Ao decorrer, escolhas são feitas e o ritmo não é tão alucinado. Vem a guerra, a perda. Sem percebermos a fase de transição , tudo está quieto, como se não houvesse mais curiosidade pelo futuro. Como se a paixão não estivesse presente para mover desejo algum. Até que, mais uma vez, surge o amor. Com ele parece que tudo se torna novo e interessante. Mas a realidade dificilmente condiz. Em todos os termos, quando sentimos que algo está novo, completamente novo, após anos de entorpecimento, é comum uma queda. Mas pior que ela, sentimos como se , na verdade, nunca tivessemos saído do buraco.
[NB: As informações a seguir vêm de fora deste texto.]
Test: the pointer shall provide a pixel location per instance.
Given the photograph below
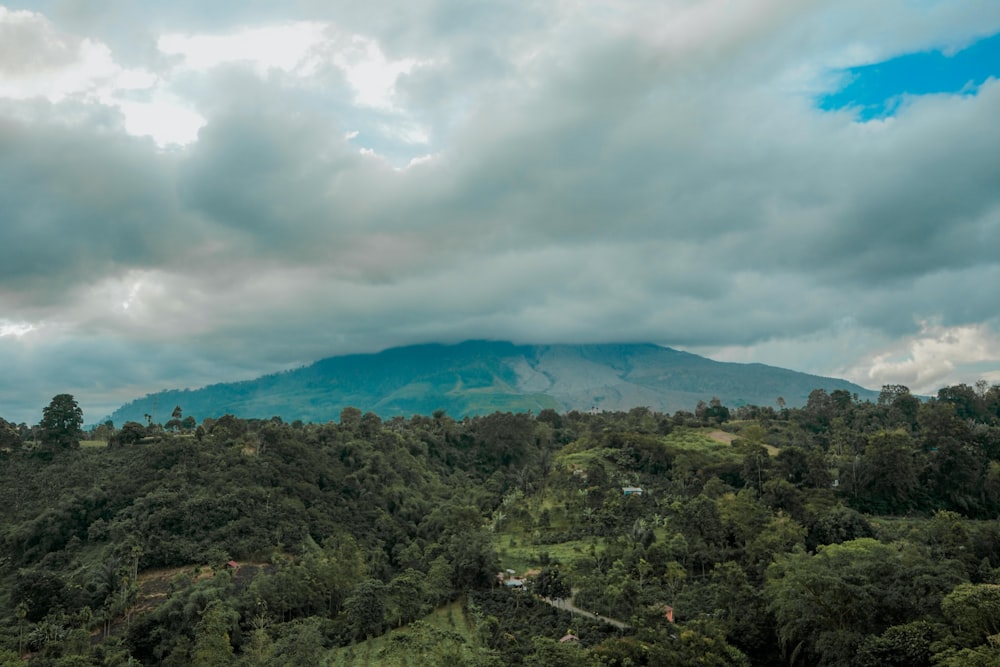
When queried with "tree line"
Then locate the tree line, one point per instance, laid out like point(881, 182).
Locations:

Quando tudo é realmente uma descoberta, sentimos o gosto das perdas com uma sensação quase saudável de que teremos tempo para uma segunda chance. Mas mesmo quando recuperamos, sentimos que o tempo é exatamente o que nunca possuímos.
E uma nova recaída pode ser fatal. Será por isso que nos confortamos em nós mesmos, em memórias, em desculpas que ninguém acredita?
Medo. Indefinível e silencioso. Vem com o tempo, vem facilmente... sem vontade alguma e ainda assim, tão forte.

E é esse medo que Truffaut, de maneira suave e desprovida de diálogos desnecessários, adiciona à personalidade de suas personagens, que, no final, nos mostram como podemos mudar e ainda sermos os mesmos. Não se explica, mas é visível em cada olhar. Deixamo-nos moldar, de maneira que só depois de muito tempo, percebemos que aquilo que estava dentro, que era o mais importante, nunca sequer foi tocado.